Friday, October 06, 2006

Never rains but...

...it usually does, particularly if I've made the conscious choice not to take any form of water resistant clothing on a trip to the supermarket. As I did this morning.

Splish bloody splosh.

Plus professionally I'm in the unique position of having work lined up through to round about this time next year. On shows I like, and on at least one of which I'll get a creator's credit. Extraordinary, amazing, thank the smiling stars, who'd have dreamt a totie wee boy like me etc.

And so, of course, now the offers come in. Never rains but... Two in the last three days, one of which is an ohmygod at last, finally I get the chance to do it, this is what I've been waiting for, I knew it, all I had to do was keep churning it out, hoozah, the single of one's dreams...

...but I can't do it.

Because I'm already committed to one and half other shows in the same period.

Arse.

And this isn't the first time it's happened. It's the classic freelancer's dilemma - do you take the certain job that's on the table, one which offers financial security and the degree of satisfaction offered by a job well done... or do you turn that down and hold out, for an unknown and financially alarming period of time, in the hope that something more challenging and potentially more satisfying will happen along?

Of course you take the job on the table. The job on the table keeps the roof on the house (or helps buy the house, in my current situation), and the season being what it is (see aforementioned supermarket trip), roofs matter.

But for fuck's sake...

My current state of mind can be summed up by a long exhalation, a heavy combination of groan and sigh, and an acceptance that if fate arrives smiling at your door, when you invite her in she's guaranteed to tread dog shite on your carpet, break your favourite mug (not the daisy mug...) and embarrass you at parties by being sick in the fruit punch.*

Tom Bell died. I thought he was tremendous, very unusual for a British actor in his understated but compelling presence. I vividly remember him in the brilliant Out, even though I only saw a small part of it (too young) at the time. I think it was the first time I'd seen an actor convey a real sense of violence, not just the cartoon violence I'd seen on cowboy films or The Professionals, and I found it impressive and disturbing . He was equally brilliant as the father in the best adaptation of Sons and Lovers I've seen**, and was probably the best thing on the screen in umpteen other character roles throughout his career. I think only Gary Oldman has been able to bring a similar sense of menace and danger to his roles, but Tom Bell never needed to try as hard.
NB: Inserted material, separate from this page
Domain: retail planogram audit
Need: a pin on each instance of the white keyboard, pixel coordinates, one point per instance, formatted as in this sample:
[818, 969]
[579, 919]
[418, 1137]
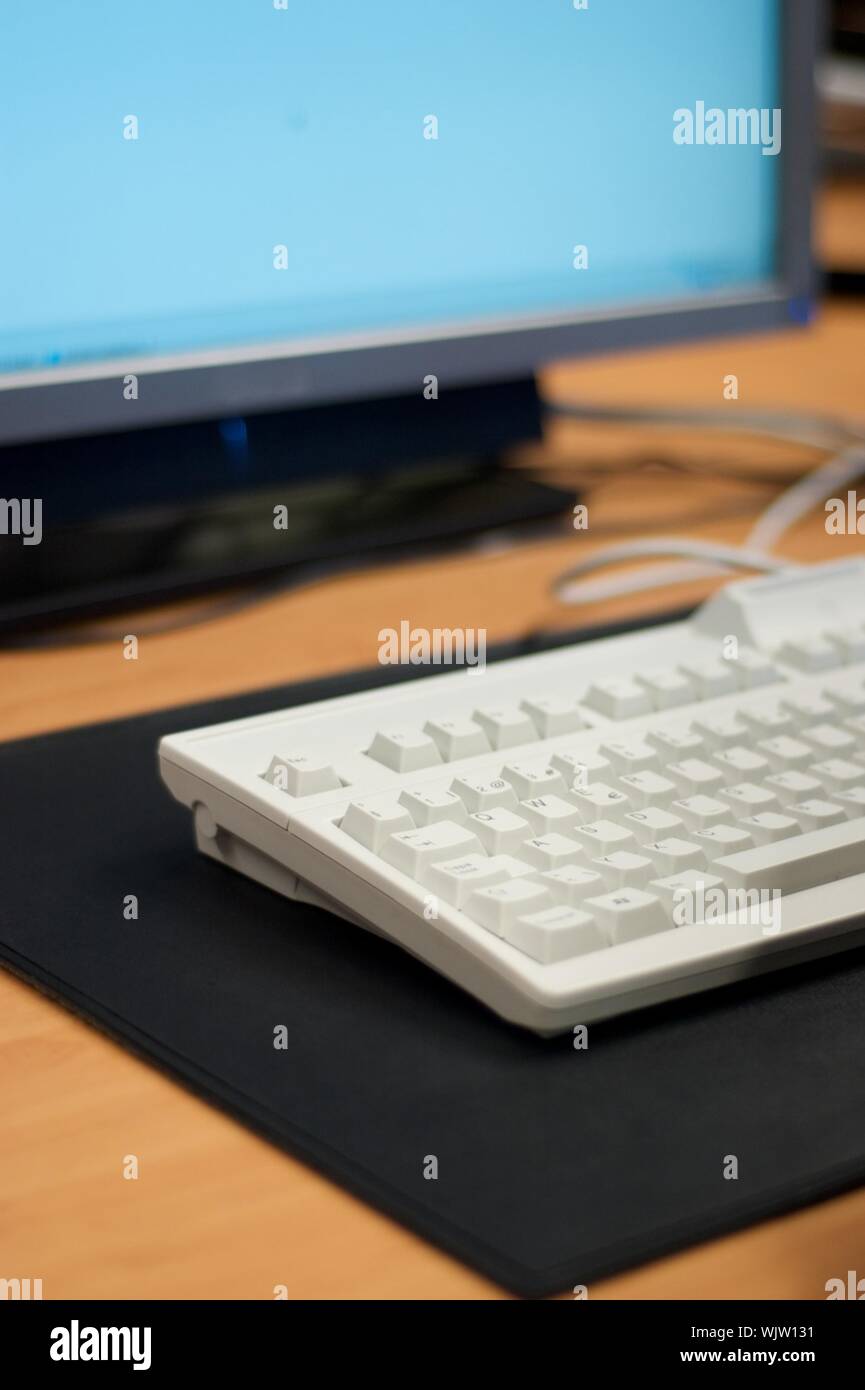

*not that anyone would notice, going by my distant and hazy memories of the 'fruit punches' that featured solely at student parties.

**and only now do I find it was adapted by Trevor Griffiths, which explains a lot.

5 comments:

Dom Carver said...

If you have an overflow of work you could always send some my way? I would be most greatful.

Tom Bell = Legend

I loved the way he would ooze in to shot; he never rushed in to shot, he'd just ooze. He was the master oozer. Looking forward to seeing him ooze on to screen in Prime Suspect 7.

mark g said...

Well I do have the 4th draft of this beat sheet to get in...

Tom Bell; Absolutely. He never played for your for attention, he just sort of drew it like some dark magnet.

Dom Carver said...

Perhaps you would write a post about beat sheets? It would be very interesting to learn how show's such as Afterlife and Life On Mars want them done.

We're all ears...err, I mean eyes

English Dave said...

lol Mark

It's very odd. I've gone through periods where I've gut churningly had to turn work away and periods where I'd beat a fellow writer to death if they were competition because I hadn't had a commission in 3 months.

Even odder is the busier you are the more work you are offered. And I'm talking about people offering work who don't know how busy you are. Nothing to do with buzz. It just seems to happen that way.

Conversely, in a dry spell you think your phone is on the blink.

mark g said...

Absolutely. It's as if editors and producers can catch that faint smell of burning insulation as your brain whirrs in overdrive. It's the smell of creativity in action!